# Rip Tigsy my baby girl



## Nickyglow (Aug 26, 2009)

Just got back from the vets and we left Tigs there. She has now gone to cat heaven and will be loved immensly by all who play with her.

Your time was soo short but you enjoyed every little bit of it, from snuggling in bed with mummy, to climbing the curtains and chasing Timmy.

You will be forever missed but at least I now know you are in no more pain and that your spirit lives on and I know you will still snuggle up to mummy in bed.

I love you lots and lots my lil baby girl 

Love mummy

xxxxxxxxx


----------



## rachael (Jul 30, 2008)

Oh god I'm so so so sorry for you loss.

I just got done reading your other thread and it left me crying.. 

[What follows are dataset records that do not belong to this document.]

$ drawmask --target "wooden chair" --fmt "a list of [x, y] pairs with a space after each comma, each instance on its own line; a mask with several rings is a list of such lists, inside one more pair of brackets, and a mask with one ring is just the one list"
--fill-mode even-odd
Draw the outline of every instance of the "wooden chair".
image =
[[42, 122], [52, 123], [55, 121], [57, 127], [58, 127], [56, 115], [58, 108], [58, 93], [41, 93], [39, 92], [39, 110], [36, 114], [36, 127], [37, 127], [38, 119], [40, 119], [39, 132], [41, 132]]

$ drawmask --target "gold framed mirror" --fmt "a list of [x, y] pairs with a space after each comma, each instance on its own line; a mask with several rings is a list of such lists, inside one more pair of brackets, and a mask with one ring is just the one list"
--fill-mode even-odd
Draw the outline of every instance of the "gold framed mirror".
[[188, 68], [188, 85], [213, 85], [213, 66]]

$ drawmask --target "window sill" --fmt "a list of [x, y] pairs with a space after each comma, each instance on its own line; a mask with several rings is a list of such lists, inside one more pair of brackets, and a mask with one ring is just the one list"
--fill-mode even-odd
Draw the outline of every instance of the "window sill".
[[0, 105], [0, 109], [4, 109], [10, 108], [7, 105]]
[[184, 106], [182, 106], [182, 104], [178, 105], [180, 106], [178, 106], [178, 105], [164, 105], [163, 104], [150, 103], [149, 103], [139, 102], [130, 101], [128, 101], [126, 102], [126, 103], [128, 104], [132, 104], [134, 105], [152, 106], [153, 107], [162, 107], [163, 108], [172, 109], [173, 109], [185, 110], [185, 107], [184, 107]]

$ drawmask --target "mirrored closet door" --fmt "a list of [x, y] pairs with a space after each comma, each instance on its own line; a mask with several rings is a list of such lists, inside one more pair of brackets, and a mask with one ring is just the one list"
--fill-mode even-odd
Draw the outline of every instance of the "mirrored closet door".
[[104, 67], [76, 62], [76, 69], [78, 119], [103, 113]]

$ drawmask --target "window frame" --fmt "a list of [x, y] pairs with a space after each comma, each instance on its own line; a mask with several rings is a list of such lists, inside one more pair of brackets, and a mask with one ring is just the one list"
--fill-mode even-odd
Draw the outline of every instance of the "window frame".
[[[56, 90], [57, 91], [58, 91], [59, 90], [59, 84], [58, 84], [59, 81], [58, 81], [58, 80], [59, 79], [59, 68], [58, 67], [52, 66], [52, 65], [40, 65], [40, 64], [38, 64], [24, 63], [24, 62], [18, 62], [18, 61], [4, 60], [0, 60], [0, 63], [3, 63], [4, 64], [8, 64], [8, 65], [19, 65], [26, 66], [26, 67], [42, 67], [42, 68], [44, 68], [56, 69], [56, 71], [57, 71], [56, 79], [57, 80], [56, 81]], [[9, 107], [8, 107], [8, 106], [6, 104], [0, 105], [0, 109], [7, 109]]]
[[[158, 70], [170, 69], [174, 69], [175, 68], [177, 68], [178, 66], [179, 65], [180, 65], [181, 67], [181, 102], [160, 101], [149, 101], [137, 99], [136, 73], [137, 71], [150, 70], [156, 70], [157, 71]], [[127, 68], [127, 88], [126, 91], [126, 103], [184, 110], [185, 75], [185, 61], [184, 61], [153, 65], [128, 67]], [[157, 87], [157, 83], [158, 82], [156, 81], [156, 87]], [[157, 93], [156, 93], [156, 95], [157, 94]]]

Rest in peace Tigsy... Sweet dreams.. xx


----------



## Dally Banjo (Oct 22, 2009)

So very sorry for your loss of Tigsy :crying: she was a beautiful brave little paws xxx


----------



## ChinaBlue (Feb 3, 2008)

So very sorry to hear about your darling Tigsy. Take some comfort in the fact that in the short time she was with you she was very much loved.

Sleep well Tigsy.


----------



## Tom&Izzie'sMum (Jan 8, 2010)

Oh, no - I'm so sorry she's gone. :crying:
But I'm glad that for her short time she was here, she was with you, who clearly adored her more than anyone could.
I hope it helps a little to know that she's not hurting anymore, and that she's left you with both heart and head full of memories.
Lots of (((hugs))) to you.
R.I.P, Tigsy. Sleep tight, little girl. xxx


----------



## Baby British (Jan 24, 2010)

So sorry xxx


----------



## babycham2002 (Oct 18, 2009)

I am very sorry for your loss
RIP Tigsy


----------



## Mum2Alfie (Jan 4, 2010)

So sorry for your loss! Rest in peace Tigsy :crying:


----------



## Nickyglow (Aug 26, 2009)

Thank you so much for all your kind words and support through this upsetting time.

I have spoken to my insurance people this morning who are now dealing with the claim. The cremation company are picking Tigs up today and we can have her ashes back on Monday.

I've decided to have her cremated seperately so that we can have her ashes back. I'm not sure what I will do with them but most likely she will take pride of place on my display cabinet. I really don't want her outside as she has never been outside (being a house kitty) and it wouldn't be fair on her, even though she is just ashes :crying:

Timmy has finished searching the house from top to bottom for her and is now sulking in the front room, he refuses to talk to me or even come for snuggles so I have a lot of treat giving to go before he forgives me.


----------



## marmite (Sep 22, 2009)

oh im so sorry for your loss hun, sending big hugs xx


----------



## nic101 (Jun 8, 2009)

RIP tigsy.


----------



## tylow (Feb 11, 2009)

Rip Tigsy


----------



## Cazza1974 (Sep 23, 2009)

RIP Tigsy. I am so sorry for you. She was a beautiful girl xxx


----------



## RockySapphire (Oct 2, 2009)

I'm so very sorry for your loss. Its so very sad to hear poor Tigsy's story but be strong, we all know you have done the best for her. 
RIP Tigsy. Run free and happy at Rainbow Bridge.


----------



## colliemerles (Nov 2, 2007)

sorry for your loss, sending big hugs to you xxxxxxxx


R I P Tigsy xxxxxxxxxxx


----------



## CreativeLC (Aug 13, 2008)

So sorry for your loss. If you can try to think of the good times you had with her, it might help a bit.
RIP Tigsy x


----------



## Bellini (Mar 30, 2009)

so sorry.

Rest In Peace little baby girl.


----------



## JoWDC (Jan 11, 2009)

Sleep well little Tigsy. Your life may have been short but i know it was filled with lots of love.


----------